Copyright **`(c)`** 2023 Giovanni Squillero `<giovanni.squillero@polito.it>`  
[`https://github.com/squillero/computational-intelligence`](https://github.com/squillero/computational-intelligence)  
Free for personal or classroom use; see [`LICENSE.md`](https://github.com/squillero/computational-intelligence/blob/master/LICENSE.md) for details.  

In [5]:
from itertools import product
from random import random, randint, shuffle, seed
import numpy as np
from scipy import sparse

In [6]:
def make_set_covering_problem(num_points, num_sets, density):
    """Returns a sparse array where rows are sets and columns are the covered items"""
    seed(num_points*2654435761+num_sets+density)
    sets = sparse.lil_array((num_sets, num_points), dtype=bool)
    for s, p in product(range(num_sets), range(num_points)):
        if random() < density:
            sets[s, p] = True
    for p in range(num_points):
        sets[randint(0, num_sets-1), p] = True
    return sets

# Halloween Challenge

Find the best solution with the fewest calls to the fitness functions for:

* `num_points = [100, 1_000, 5_000]`
* `num_sets = num_points`
* `density = [.3, .7]` 

### THIS IS THE UPDATED VERSION OF MY PREVIOUS WORK. IN THIS PART I TRY TO FIX CORRECTED VERSION OF MY FITNESS CALLS.

In [47]:
'''
With the below parameters we want to optimize a covering problem.
'''


num_points = [100, 1_000, 5_000]
density = [.3, .7]

num = 5_000
density = .7

x = make_set_covering_problem(num, num, density)
print("Element at row=2 and column=2:", x[2, 2])
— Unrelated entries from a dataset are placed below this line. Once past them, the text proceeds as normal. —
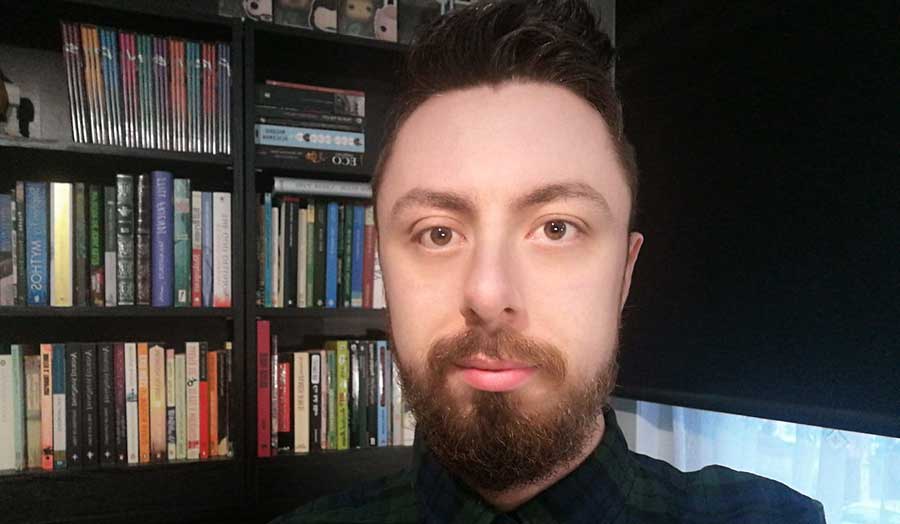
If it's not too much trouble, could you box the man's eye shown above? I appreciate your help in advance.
[418,226,454,249]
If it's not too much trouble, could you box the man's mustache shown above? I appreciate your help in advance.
[428,329,566,383]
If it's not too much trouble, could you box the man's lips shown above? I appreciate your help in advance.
[456,357,537,392]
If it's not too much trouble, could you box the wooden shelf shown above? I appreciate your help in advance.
[0,136,232,166]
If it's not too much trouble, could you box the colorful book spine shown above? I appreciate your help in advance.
[52,344,66,470]
[150,171,175,307]
[201,191,214,307]
[174,179,191,307]
[212,192,231,308]
[103,186,118,307]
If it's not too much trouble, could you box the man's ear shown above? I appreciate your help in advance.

Element at row=2 and column=2: True


In [59]:
'''
The below functions are original functions implemented by professor.
However, I needed to change the code that it could be compatible with
sparse numpy arrays.
'''


def tweak(state, problem_size):
    new_state = state.copy()
    index = np.random.randint(0, problem_size - 1)
    new_state.remove(index) if index in new_state else new_state.append(index)
    return new_state

def fitness(state):
    global count
    cost = len(state)
    valid = np.unique(np.any(x[state]).nonzero()[1]).shape[0]
    count+=1
    return valid, -cost

In [18]:
'''
The following function optimizes the covering problem.
'''


def optimization(current_state, num, curr_fit_val=(0,0), steps=10_000, show_log=False):
    


    for step in range(steps):
        new_state = tweak(current_state, num)
        fit_val = fitness(new_state)
        if fit_val >= curr_fit_val:
            current_state = new_state
            curr_fit_val = fit_val                
            if show_log:
                print(f'Fitness call: {count}')
                print(f'New state fitness: {fit_val}\n')
                
                
    return current_state


In [19]:
'''
The below results are simplest results with tweaking one value each at a time.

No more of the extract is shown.